Kebiasaan belanja masyarakat telah berkembang secara dramatis dan ekspektasi konsumen terus meningkat. Sementara itu, margin keuntungan ritel menyusut. Lebih buruk lagi, COVID-19 menyebabkan sejumlah tantangan baru dan gangguan — beberapa di antaranya masih berjuang untuk pulih dari industri.
Dengan demikian, setiap pengecer perlu menyadari strategi yang tepat agar benar-benar sukses dalam lanskap saat ini. Untuk melakukan itu, Anda harus terlebih dahulu memastikan bahwa Anda menghindari beberapa jebakan umum yang banyak dialami oleh industri ini.
Artikel ini membahas beberapa kesalahan paling umum dalam ritel yang harus Anda hindari untuk meningkatkan umur panjang dan profitabilitas. Mari lihat.

1. MELAKUKAN SEMUANYA SECARA MANUAL
Mengelola bisnis ritel memiliki sejumlah bagian dan proses yang bergerak yang beroperasi secara bersamaan. Oleh karena itu, manajemen waktu adalah keterampilan penting yang harus dimiliki setiap pengecer agar berhasil.
Sayangnya, banyak pengecer terpaksa melakukan sesuatu secara manual — yang merupakan cara pasti untuk menghancurkan diri sendiri.

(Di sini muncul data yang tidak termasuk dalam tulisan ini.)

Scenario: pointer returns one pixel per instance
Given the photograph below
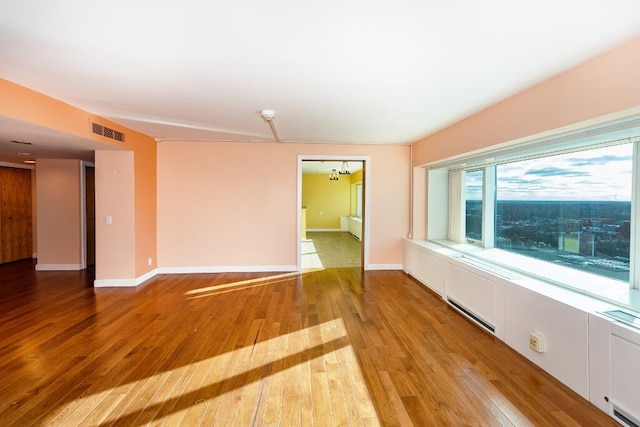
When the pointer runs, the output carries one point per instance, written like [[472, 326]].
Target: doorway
[[89, 225], [332, 225]]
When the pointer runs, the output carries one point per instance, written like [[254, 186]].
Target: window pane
[[473, 204], [571, 209]]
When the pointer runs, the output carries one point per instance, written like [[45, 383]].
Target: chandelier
[[344, 170]]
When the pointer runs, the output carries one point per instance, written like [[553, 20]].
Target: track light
[[268, 116]]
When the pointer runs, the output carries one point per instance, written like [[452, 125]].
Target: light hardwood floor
[[332, 347]]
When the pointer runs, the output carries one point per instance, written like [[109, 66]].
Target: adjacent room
[[342, 213], [332, 214]]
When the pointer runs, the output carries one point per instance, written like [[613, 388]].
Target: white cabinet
[[625, 371]]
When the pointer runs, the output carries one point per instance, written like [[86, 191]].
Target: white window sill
[[543, 273]]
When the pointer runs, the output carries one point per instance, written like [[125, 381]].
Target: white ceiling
[[334, 71], [328, 166]]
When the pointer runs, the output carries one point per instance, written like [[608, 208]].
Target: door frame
[[83, 212], [366, 216]]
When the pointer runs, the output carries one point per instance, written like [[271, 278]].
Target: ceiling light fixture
[[268, 116], [344, 170]]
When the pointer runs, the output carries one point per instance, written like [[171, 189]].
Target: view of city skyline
[[603, 174]]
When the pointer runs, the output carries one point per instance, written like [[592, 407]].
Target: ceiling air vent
[[107, 132]]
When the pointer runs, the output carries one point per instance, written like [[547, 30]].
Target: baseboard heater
[[472, 316], [624, 417]]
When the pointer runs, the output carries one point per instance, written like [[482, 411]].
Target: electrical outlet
[[536, 342]]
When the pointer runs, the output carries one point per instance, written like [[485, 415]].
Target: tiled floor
[[331, 249]]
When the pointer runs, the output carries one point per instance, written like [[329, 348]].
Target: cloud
[[602, 160], [553, 171]]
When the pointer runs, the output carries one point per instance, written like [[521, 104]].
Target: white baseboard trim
[[124, 283], [58, 267], [228, 269], [384, 267]]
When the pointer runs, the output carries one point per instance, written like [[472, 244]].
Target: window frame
[[574, 143]]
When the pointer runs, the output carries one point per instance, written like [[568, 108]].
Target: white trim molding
[[228, 269], [58, 267], [124, 283], [384, 267]]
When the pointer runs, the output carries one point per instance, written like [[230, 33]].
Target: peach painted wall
[[59, 224], [236, 204], [115, 243], [326, 201], [607, 85], [30, 106]]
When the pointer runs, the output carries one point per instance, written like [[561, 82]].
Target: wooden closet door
[[15, 212]]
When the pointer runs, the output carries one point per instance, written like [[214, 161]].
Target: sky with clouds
[[602, 174]]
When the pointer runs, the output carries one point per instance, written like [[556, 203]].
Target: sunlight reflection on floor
[[252, 384]]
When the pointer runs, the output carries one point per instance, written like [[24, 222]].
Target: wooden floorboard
[[333, 347]]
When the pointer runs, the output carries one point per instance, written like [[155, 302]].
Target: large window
[[548, 208], [473, 189], [572, 209]]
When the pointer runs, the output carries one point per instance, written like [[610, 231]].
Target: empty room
[[349, 213]]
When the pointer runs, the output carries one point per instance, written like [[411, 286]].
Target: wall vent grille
[[624, 417], [98, 129], [472, 316]]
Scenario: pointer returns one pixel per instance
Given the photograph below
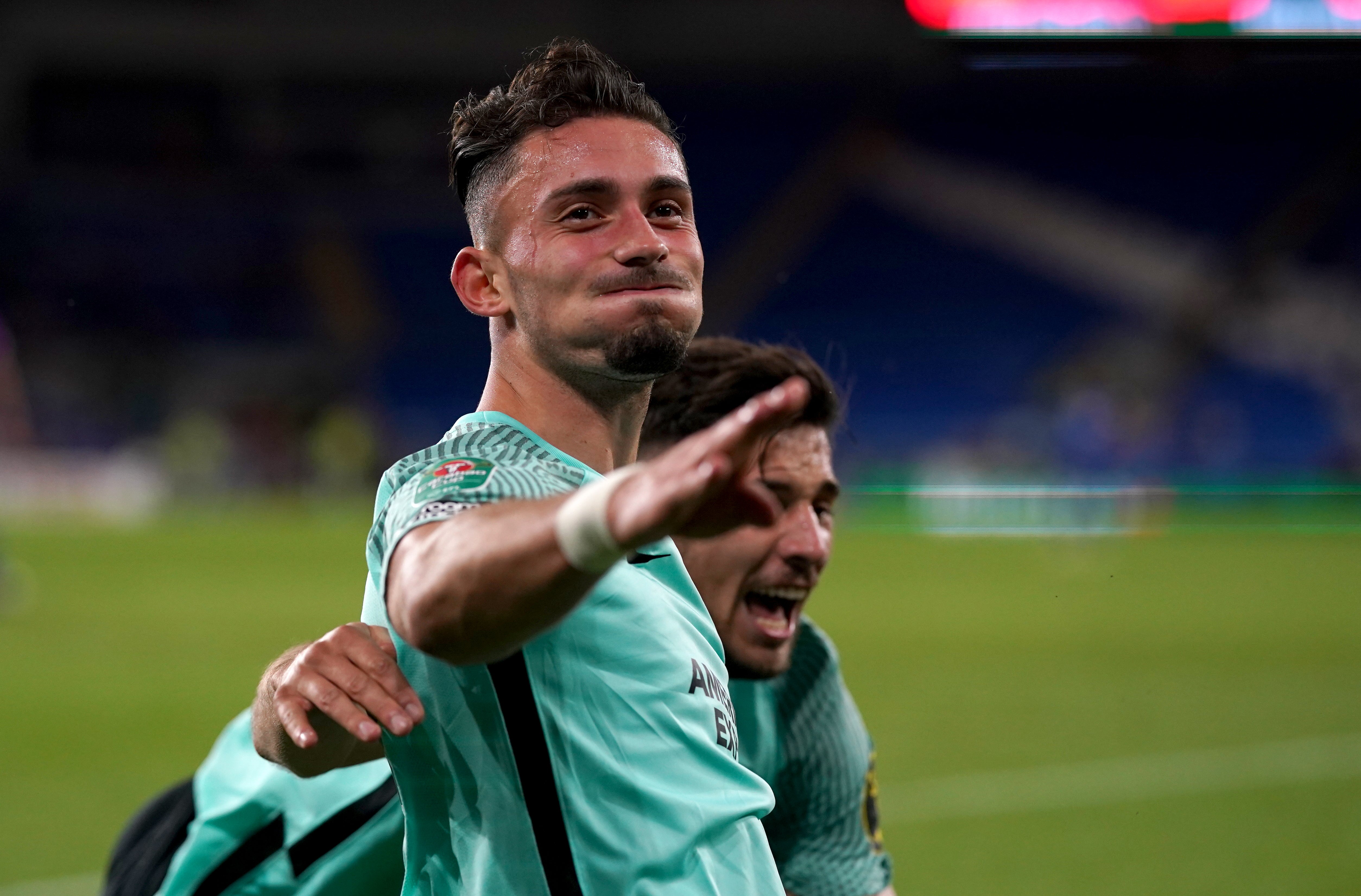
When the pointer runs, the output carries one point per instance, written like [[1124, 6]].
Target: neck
[[601, 429]]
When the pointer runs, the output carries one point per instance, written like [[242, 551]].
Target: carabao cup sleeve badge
[[455, 474]]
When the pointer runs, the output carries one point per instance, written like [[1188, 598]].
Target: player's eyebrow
[[663, 183], [586, 187]]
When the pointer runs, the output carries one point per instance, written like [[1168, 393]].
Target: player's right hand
[[699, 487], [352, 676]]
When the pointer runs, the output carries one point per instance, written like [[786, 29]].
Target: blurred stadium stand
[[226, 235]]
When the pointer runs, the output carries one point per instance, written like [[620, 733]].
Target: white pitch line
[[78, 886], [1114, 781]]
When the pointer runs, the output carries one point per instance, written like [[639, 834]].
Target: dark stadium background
[[225, 239]]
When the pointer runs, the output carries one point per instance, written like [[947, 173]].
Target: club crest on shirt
[[457, 474], [870, 808]]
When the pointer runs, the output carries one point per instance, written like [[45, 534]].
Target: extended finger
[[384, 641], [372, 660], [334, 702], [293, 715], [744, 428]]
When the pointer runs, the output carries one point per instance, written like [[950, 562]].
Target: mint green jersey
[[261, 831], [602, 758], [803, 734]]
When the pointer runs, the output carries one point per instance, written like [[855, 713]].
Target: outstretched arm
[[476, 587], [315, 707]]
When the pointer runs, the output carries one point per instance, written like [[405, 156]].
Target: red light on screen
[[1114, 15]]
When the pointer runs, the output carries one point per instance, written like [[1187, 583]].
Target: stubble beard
[[647, 352]]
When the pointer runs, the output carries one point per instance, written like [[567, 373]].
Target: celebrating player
[[561, 749], [797, 725]]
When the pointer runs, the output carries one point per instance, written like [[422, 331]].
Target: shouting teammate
[[797, 725]]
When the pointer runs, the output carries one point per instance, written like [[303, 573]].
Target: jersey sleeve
[[450, 485], [824, 831], [482, 465]]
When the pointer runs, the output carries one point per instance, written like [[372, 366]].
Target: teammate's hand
[[699, 487], [349, 675]]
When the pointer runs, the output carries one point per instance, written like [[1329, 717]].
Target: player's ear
[[477, 278]]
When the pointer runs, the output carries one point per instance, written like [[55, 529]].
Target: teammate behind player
[[797, 726]]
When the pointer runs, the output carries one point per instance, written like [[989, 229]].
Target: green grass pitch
[[967, 656]]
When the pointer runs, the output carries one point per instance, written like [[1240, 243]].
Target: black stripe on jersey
[[252, 851], [515, 694], [334, 831]]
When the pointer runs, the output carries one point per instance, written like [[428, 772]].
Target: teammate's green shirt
[[259, 828], [802, 733], [262, 831], [603, 753]]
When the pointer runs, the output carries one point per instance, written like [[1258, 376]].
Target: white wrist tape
[[583, 525]]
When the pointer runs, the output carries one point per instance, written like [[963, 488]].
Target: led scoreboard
[[1138, 17]]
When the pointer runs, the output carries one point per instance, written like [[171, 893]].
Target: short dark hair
[[564, 81], [719, 375]]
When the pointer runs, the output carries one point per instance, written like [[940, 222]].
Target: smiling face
[[594, 247], [756, 581]]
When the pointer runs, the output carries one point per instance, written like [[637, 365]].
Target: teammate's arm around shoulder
[[476, 587]]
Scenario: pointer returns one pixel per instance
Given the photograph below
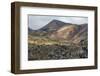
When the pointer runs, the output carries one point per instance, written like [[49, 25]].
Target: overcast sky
[[37, 22]]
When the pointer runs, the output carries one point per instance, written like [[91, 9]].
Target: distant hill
[[62, 31], [53, 26]]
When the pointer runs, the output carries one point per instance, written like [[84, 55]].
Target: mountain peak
[[53, 25]]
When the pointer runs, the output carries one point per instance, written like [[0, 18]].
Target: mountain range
[[62, 31]]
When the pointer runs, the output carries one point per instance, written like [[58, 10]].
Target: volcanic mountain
[[63, 31], [54, 25]]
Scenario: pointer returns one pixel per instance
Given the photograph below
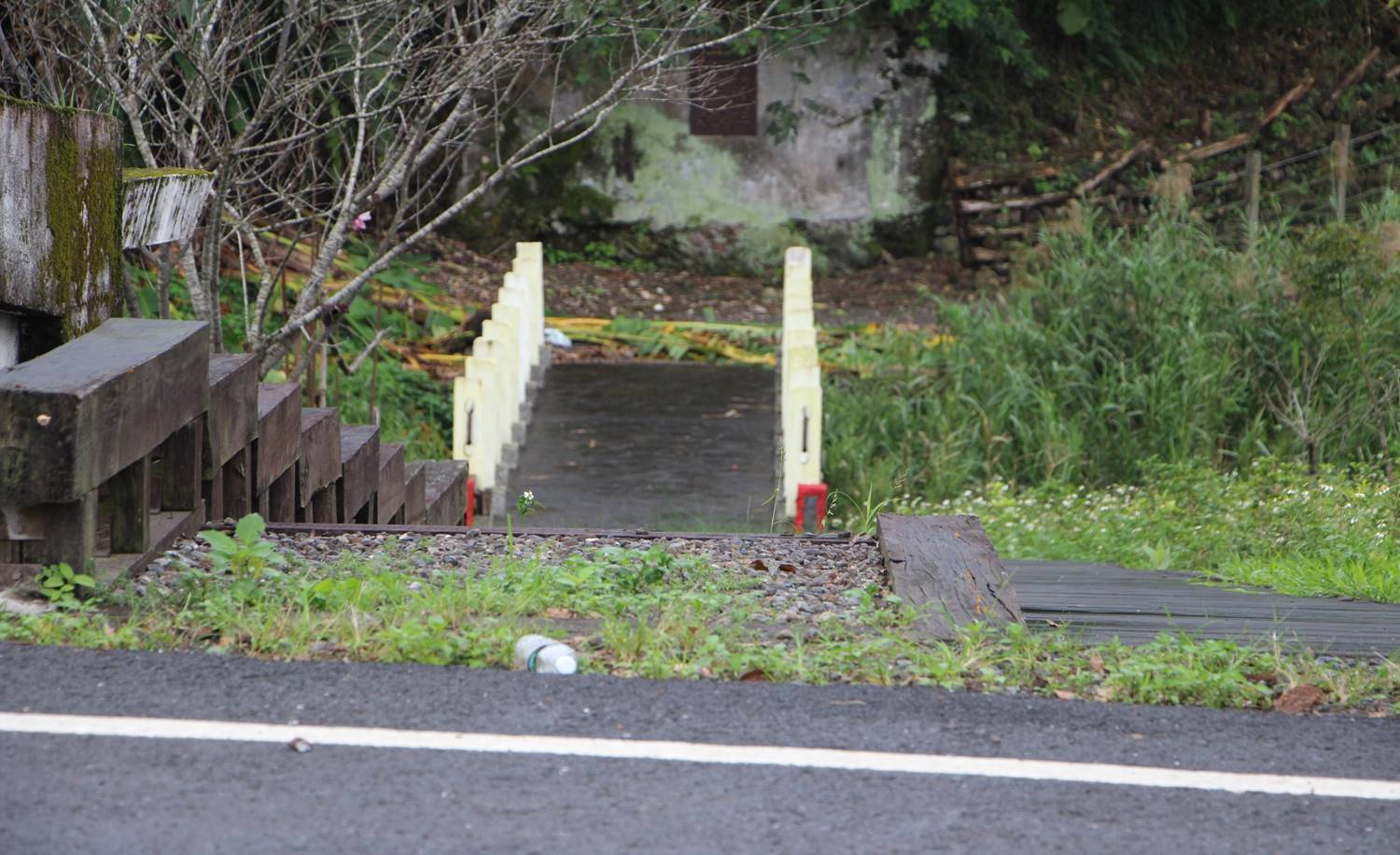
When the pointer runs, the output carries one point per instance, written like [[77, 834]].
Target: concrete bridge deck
[[651, 445]]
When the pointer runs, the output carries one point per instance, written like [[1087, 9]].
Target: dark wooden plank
[[232, 409], [414, 491], [324, 504], [319, 462], [391, 482], [279, 432], [358, 470], [1103, 602], [279, 504], [181, 468], [212, 491], [128, 497], [445, 493], [73, 417], [165, 529], [238, 484], [946, 567]]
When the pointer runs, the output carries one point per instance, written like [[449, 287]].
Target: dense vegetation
[[1117, 349]]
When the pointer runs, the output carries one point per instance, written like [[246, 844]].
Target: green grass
[[1271, 525], [654, 614], [1116, 349]]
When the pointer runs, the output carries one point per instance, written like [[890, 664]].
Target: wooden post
[[1340, 167], [1253, 165]]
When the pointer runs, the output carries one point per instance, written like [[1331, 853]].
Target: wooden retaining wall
[[125, 438]]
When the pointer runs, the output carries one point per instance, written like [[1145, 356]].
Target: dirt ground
[[896, 291]]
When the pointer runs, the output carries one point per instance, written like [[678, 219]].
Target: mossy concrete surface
[[61, 213]]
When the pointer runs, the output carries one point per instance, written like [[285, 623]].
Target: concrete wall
[[59, 213], [8, 341], [857, 154]]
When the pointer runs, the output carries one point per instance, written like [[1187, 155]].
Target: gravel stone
[[804, 581]]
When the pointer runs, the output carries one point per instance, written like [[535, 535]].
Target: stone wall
[[61, 215], [845, 142]]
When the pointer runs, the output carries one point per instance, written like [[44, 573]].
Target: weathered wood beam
[[76, 416], [948, 569], [358, 471], [414, 491], [162, 204], [445, 493], [391, 483], [319, 463]]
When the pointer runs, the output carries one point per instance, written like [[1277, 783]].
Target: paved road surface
[[119, 793]]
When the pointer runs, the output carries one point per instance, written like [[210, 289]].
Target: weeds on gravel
[[655, 614]]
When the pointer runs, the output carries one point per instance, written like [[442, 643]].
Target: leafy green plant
[[61, 585], [245, 554]]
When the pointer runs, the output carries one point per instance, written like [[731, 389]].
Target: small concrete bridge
[[641, 445]]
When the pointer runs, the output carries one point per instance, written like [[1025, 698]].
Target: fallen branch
[[1350, 80], [355, 366], [963, 184], [977, 206], [1105, 174], [1243, 137]]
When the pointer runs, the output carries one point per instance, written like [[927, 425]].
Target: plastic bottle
[[545, 655]]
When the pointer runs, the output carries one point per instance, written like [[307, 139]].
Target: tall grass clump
[[1119, 349]]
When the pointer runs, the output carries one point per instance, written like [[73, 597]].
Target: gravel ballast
[[803, 580]]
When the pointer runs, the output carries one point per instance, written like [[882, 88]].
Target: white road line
[[693, 751]]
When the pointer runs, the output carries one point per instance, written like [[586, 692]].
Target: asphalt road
[[108, 793]]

Di sinilah otomatisasi bisa membantu.
Sebagai pemilik atau manajer toko ritel, Anda perlu mengadopsi teknologi dan sistem yang dapat membantu Anda merampingkan proses, meningkatkan efisiensi, mengurangi kesalahan, dan manfaatkan waktu yang tersedia dengan sebaik-baiknya.
Dengan menerapkan solusi yang tepat, Anda dapat merampingkan area seperti:
Manajemen tugas. Teknologi dapat membantu Anda untuk kirim tugas ke banyak karyawan secara instan, tetapkan tanggal jatuh tempo dan prioritas untuk setiap tugas, dan lacak penyelesaiannya secara waktu nyata. Ini memastikan bahwa setiap orang diberi pembagian tugas yang adil dan tidak ada yang berakhir menjadi terlalu banyak bekerja atau melakukan terlalu banyak hal sekaligus. Sistem dan alat yang baik dapat membantu Anda memberikan arahan yang jelas kepada tim Anda dengan meletakkan catatan, foto, dokumen di satu tempat untuk aksesibilitas yang lebih mudah.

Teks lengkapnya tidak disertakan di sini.